In the present study, 33% (71/216) of the IPD cases occurred in 0-10-day- old infants (Figure 3). The finding of such cases of so-called early-onset IPD is in agreement with the study by Ladhani et al [11] who found that 40% of the patients (101/256) were 0–6 days old. The corresponding number in our study is 31% (67/216). In the study by Olarte et al [12], 33% (3/9) were below 30 days of age, but the total number was very low. With regards to the small peak of meningitis cases among the 71–80 day old infants in figure 3, then this was not significantly different compared to meningitis cases in infants from the groups of 61–70 or 81–90 days. Because of the limit data have we not been able to find an explanation for this peak of meningitis among the 71–80 day infants.

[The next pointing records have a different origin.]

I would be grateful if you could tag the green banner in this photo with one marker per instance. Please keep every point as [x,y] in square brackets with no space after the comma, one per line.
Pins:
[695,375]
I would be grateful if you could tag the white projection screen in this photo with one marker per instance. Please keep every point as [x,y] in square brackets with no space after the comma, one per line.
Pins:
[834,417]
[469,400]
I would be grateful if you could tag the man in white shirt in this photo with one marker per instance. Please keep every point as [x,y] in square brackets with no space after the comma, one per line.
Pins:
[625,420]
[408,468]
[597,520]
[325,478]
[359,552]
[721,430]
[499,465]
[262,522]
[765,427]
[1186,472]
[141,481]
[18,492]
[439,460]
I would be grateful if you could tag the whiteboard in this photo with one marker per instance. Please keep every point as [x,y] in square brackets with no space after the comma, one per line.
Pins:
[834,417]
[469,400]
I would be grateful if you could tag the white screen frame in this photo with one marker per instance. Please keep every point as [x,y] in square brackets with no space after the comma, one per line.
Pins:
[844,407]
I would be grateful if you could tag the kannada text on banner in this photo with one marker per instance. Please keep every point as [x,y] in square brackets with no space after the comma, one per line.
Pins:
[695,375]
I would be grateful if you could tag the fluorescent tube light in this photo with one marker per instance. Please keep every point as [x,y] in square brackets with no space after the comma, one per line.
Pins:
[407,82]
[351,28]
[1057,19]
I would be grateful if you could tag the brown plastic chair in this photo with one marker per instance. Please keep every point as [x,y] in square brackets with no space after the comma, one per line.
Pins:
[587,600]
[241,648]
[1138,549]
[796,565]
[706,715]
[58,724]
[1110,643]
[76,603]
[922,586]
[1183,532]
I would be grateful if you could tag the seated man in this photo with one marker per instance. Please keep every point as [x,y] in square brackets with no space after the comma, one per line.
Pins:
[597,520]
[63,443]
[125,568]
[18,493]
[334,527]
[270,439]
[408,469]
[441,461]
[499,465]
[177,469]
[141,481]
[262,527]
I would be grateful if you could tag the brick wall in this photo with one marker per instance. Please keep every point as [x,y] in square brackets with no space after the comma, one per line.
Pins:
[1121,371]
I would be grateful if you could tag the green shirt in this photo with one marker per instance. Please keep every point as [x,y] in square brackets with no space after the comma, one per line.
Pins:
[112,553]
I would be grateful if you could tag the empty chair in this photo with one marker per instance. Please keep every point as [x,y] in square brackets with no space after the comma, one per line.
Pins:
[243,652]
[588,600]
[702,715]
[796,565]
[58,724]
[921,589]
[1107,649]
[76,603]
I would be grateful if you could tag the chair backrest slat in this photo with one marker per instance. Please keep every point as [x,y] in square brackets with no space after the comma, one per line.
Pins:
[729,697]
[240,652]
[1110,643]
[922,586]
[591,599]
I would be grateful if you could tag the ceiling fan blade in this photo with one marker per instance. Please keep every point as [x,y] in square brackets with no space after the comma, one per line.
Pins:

The study only describes the occurrence of IPD cases and the distribution of serotypes in these cases. No clinical data were available, and it is therefore a limitation of our study that that we could not evaluate neither possible differences in full-term compared to pre-term infants nor possible associations between underlying diseases and IPD outcome.

Conclusion

In conclusion, in the three years following the introduction of PCV-7 in Denmark in 2007 the corresponding seven vaccine types have not been found as a cause of IPD in unvaccinated infants younger than 90 days. However, as non-vaccine types are gradually replacing vaccine types, the introduction of PCV-7 and PCV-13 in the Danish childhood vaccination programme have not yet had a significant impact on the total incidence of IPD cases in this age group.